No one pulled out the stops more than the Saudis, the deep-pocketed regional heavyweight that has begun to flex its muscle after decades of passivity. Crown Prince Mohammed bin Salman guided Trump throughout the entire 36-hour visit, ending with Trump bidding the monarch farewell on the tarmac.

“The U.S.-Saudi relationship has been a bedrock of security and prosperity," Trump said during his stay in Riyadh. “It is more powerful than ever before, and, by the way, it will remain that way."

Trump added that it was his dream for Saudi Arabia to normalize relations with Israel, which would amount to a diplomatic masterstroke that could transform the Middle East and was a major unfulfilled goal of Biden’s presidency. Trump told a large gathering in Riyadh, with Prince Mohammed in the front row, that the kingdom could reach that decision on its own time, an acknowledgment that a formal diplomatic rapprochement was unlikely as long as the Gaza war continued.

Arab governments have heard vows of U.S. support before—including from Trump during his first term—only to see Washington stay more closely aligned with Israel than with them. In 2019, during his first term, Trump vowed to retaliate against Iran after a drone attack on a Saudi oil facility that the U.S. blamed on Tehran but he canceled the strike, angering Saudi leaders.

Qatari military jets escorted Trump’s plane as it prepared to land in Doha Wednesday.

But it has been Netanyahu who has found himself on the outside recently, starting in April when Trump announced nuclear talks with Iran during the Israeli leader’s visit to the White House.

Although Trump says he would prefer an agreement with Tehran not to develop a nuclear weapon, he has threatened that Iran could face attack if no deal was reached. That approach would align Trump more closely once again with Netanyahu’s view about how to halt Iran’s nuclear program. Yet that is only one of the disagreements between him and Israel.

Earlier this month, he struck a deal with Houthi militants to stop attacking U.S. ships, but not Israel.
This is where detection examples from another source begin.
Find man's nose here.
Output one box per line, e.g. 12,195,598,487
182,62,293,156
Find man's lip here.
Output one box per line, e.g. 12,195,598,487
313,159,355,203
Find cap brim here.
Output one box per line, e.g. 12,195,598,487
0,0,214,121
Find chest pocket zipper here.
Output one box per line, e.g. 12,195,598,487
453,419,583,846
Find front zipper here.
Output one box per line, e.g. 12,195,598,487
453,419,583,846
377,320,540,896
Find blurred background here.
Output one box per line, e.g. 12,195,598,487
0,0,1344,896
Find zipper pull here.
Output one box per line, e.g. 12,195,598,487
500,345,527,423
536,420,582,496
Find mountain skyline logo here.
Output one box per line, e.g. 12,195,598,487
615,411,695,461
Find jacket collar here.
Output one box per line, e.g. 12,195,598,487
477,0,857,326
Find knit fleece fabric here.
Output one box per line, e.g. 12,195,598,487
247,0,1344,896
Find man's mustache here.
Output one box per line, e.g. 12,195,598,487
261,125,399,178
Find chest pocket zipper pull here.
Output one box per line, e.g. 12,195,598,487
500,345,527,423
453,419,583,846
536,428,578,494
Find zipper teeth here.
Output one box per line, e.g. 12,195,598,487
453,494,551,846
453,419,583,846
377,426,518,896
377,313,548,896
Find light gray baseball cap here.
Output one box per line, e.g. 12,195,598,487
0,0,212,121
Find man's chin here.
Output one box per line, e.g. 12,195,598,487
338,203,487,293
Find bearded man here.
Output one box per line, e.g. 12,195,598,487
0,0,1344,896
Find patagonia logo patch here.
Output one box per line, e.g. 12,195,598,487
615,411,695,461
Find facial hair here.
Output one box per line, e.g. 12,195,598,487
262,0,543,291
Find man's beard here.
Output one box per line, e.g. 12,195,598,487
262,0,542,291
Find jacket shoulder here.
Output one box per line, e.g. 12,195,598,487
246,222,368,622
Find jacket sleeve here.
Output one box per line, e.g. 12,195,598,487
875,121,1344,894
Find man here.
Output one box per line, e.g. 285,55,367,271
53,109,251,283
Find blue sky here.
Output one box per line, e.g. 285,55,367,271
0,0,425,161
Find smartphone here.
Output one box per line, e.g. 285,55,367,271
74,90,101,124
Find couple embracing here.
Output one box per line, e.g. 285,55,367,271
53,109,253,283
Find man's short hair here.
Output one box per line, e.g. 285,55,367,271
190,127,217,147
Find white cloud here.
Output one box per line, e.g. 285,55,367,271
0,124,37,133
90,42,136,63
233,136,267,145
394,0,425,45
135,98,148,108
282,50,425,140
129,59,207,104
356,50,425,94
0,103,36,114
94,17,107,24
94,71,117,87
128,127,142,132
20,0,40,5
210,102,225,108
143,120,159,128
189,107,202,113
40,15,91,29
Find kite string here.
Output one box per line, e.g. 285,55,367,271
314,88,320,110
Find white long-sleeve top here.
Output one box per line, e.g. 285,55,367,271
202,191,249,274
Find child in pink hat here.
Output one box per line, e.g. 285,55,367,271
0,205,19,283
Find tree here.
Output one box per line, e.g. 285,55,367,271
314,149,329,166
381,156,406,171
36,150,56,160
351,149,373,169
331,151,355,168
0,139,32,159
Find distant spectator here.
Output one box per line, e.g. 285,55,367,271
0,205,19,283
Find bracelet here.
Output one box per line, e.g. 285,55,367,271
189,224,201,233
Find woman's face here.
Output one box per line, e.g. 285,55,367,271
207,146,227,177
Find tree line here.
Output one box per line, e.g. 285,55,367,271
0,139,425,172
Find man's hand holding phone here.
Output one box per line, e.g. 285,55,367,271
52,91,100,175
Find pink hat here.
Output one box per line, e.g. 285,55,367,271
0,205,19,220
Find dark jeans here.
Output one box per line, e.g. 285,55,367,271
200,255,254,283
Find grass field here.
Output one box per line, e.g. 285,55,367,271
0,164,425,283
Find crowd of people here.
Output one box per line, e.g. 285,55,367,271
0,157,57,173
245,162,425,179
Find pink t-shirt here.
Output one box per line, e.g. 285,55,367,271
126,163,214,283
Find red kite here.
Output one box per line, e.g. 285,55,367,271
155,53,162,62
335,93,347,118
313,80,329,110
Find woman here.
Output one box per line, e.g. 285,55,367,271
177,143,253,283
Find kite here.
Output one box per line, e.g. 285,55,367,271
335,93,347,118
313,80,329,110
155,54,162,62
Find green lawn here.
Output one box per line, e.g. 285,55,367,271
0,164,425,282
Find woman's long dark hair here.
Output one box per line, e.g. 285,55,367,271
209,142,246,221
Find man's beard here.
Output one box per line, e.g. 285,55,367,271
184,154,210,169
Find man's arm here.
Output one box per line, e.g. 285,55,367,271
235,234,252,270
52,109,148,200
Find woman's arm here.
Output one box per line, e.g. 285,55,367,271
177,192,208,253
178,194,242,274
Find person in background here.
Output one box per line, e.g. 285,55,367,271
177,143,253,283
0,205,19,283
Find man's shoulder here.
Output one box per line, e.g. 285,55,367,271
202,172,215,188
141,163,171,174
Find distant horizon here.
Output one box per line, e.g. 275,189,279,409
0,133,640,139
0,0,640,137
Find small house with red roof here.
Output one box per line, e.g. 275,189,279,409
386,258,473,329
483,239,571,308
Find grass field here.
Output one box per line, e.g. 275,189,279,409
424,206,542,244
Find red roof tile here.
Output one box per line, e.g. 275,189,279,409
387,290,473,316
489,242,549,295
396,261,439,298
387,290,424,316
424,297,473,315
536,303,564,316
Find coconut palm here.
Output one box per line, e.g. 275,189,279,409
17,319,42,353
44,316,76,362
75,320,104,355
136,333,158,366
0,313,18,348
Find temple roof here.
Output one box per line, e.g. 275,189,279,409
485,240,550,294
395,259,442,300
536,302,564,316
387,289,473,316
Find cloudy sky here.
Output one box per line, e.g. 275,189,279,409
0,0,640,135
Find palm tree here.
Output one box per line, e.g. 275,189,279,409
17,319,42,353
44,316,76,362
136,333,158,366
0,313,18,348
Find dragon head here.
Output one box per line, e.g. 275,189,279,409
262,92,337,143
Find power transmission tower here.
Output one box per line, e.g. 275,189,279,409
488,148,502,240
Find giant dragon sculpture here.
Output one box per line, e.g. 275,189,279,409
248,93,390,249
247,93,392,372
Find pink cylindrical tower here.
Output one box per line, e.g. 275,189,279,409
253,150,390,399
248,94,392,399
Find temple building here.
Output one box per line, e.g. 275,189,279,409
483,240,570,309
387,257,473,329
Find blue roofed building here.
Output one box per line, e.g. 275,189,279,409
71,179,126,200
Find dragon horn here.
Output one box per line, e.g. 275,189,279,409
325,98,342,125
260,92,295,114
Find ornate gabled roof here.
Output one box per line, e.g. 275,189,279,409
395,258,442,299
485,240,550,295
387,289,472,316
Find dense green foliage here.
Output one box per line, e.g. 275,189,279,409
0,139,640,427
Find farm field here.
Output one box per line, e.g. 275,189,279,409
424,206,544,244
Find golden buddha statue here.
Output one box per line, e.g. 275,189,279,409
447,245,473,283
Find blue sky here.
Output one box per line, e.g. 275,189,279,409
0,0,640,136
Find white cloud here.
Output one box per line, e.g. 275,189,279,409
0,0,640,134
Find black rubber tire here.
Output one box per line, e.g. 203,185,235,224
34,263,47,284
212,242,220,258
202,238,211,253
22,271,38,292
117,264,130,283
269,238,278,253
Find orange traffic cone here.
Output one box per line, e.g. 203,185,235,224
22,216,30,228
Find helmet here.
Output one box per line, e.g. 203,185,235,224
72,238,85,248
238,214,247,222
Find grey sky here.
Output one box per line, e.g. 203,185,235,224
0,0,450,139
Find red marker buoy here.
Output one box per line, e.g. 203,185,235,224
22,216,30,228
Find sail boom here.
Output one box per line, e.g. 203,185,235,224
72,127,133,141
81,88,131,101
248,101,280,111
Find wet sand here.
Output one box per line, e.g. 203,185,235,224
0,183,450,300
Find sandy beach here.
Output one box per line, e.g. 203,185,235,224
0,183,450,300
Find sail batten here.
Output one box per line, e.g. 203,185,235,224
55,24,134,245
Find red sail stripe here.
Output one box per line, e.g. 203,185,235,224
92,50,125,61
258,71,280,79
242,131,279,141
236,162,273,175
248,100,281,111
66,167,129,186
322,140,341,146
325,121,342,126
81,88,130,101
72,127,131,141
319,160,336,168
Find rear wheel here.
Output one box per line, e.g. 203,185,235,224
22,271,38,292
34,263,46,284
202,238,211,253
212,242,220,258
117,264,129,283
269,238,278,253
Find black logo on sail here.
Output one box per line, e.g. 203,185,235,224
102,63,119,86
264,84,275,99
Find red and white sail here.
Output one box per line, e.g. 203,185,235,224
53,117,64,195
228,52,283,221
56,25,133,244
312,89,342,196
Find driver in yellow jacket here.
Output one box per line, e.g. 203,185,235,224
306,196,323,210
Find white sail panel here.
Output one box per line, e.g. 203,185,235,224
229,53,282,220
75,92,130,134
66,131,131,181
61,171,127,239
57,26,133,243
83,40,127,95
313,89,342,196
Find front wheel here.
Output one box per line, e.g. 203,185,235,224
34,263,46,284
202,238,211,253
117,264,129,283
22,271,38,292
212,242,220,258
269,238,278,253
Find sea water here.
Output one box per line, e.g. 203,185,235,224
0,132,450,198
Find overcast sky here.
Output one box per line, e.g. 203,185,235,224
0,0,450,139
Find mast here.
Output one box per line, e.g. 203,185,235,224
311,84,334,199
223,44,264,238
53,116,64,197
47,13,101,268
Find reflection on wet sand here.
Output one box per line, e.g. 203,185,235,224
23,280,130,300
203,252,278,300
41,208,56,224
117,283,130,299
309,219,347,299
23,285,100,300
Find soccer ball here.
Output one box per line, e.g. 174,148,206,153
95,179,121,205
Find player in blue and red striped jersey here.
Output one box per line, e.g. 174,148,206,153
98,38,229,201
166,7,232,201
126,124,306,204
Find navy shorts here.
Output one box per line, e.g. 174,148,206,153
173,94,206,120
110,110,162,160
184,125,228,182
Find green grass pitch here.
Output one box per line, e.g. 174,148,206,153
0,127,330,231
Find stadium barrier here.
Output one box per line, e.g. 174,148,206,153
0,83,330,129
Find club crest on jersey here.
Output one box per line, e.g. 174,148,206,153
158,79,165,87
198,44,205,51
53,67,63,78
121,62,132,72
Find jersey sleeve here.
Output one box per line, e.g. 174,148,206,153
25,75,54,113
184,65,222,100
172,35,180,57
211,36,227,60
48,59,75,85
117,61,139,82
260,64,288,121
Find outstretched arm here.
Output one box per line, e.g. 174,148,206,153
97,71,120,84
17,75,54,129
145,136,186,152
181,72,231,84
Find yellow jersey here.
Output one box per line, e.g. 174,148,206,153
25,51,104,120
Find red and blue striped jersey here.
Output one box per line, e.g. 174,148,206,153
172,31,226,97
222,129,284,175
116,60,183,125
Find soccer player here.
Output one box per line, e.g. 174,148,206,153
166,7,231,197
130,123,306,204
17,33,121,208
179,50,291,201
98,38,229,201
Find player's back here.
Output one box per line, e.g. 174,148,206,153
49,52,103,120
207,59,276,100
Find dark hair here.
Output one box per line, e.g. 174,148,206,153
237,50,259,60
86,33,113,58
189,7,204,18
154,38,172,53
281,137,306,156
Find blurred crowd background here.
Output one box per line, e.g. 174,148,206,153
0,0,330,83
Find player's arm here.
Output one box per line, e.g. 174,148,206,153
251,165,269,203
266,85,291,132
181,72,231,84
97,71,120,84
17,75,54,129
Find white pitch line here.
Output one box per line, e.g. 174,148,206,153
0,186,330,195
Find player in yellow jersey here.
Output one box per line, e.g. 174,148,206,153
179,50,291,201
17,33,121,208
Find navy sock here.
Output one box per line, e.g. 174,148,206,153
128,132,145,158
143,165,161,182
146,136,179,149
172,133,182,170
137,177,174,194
Before arriving in the Middle East, he negotiated the release of Israeli-American hostage Edan Alexander with Hamas while Israeli hostages remained in captivity, and during the trip this week he agreed to lift sanctions on Syria after a personal appeal by Prince Mohammed, breaking with Israel, which has been skeptical of the new government in Damascus.

When Trump came to the Middle East during his first term, he also made Saudi Arabia his first stop, but he later flew to Israel, met with Netanyahu and prayed at the Western Wall in Jerusalem, becoming the first sitting president to do so.

This time, in Abu Dhabi, Trump made his first visit to a mosque as president, a stunning turnaround for a politician who once declared, “Islam hates us."